Verslag vergadering Commissie voor Economie, Werk, Sociale Economie, Wetenschap en Innovatie
Verslag
De heer Gryffroy heeft het woord.
Op het vlak van onderzoek en ontwikkeling (O&O) kan Vlaanderen als bescheiden regio toch wel groot zijn. Het aandeel van Vlaanderen in de participatie in het Europese kaderprogramma, Horizon Europe, is hoog. De positie hierin verbetert altijd maar. Op dit moment zijn er bijna 1900 deelnames in 1370 projecten. Dat is goed voor een bedrag van 920 miljoen euro, of 3,2 procent van de totale toelage door de Europese Commissie in het programma.
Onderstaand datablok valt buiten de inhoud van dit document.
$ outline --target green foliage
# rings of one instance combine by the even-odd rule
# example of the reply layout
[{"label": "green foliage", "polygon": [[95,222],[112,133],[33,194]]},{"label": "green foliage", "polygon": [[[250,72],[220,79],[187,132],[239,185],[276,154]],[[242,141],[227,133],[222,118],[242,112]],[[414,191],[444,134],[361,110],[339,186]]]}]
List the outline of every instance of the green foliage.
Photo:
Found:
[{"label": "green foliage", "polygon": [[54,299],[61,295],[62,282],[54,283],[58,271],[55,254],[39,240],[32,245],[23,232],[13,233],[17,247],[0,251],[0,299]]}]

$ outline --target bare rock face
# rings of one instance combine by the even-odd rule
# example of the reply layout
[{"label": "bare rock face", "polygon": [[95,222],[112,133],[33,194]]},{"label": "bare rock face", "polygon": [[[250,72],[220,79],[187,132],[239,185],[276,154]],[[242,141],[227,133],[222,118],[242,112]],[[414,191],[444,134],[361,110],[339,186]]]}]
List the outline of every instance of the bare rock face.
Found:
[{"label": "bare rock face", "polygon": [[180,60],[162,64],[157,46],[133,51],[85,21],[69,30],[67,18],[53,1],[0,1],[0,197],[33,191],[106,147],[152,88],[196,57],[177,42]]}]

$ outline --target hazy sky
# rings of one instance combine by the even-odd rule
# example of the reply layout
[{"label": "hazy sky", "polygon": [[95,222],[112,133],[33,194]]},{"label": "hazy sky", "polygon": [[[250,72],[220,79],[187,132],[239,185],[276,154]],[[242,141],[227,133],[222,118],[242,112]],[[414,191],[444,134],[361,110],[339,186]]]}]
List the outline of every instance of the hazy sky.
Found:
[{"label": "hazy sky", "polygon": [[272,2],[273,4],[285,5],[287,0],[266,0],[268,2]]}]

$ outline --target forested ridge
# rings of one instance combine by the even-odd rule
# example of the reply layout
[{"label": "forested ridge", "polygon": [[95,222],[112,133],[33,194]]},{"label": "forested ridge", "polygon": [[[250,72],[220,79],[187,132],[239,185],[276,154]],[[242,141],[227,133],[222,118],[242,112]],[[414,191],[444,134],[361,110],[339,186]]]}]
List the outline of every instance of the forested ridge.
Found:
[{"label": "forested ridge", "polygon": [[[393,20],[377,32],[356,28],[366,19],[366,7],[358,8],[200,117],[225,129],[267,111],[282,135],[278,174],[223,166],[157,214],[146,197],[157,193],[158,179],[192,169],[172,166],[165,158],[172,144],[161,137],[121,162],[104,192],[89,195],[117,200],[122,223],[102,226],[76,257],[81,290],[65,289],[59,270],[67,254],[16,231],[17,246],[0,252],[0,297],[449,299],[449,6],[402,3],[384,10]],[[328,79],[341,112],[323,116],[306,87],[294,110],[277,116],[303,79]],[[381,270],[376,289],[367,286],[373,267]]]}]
Zo blijft Vlaanderen wel degelijk een netto-ontvanger.
Voor Vlaanderen zijn deze programma’s van groot belang, omdat ze financiering bieden voor zowel fundamenteel als toegepast onderzoek, zoals bijvoorbeeld bij ICT, gezondheid en voedsel/bio-economie. Daardoor kunnen Vlaamse kennisinstellingen deelnemen aan Europees toponderzoek. De kaderprogramma’s zijn essentieel voor het stimuleren van wetenschappelijke en technologische vooruitgang en spelen een sturende rol in de ontwikkeling van onderzoek en ontwikkeling.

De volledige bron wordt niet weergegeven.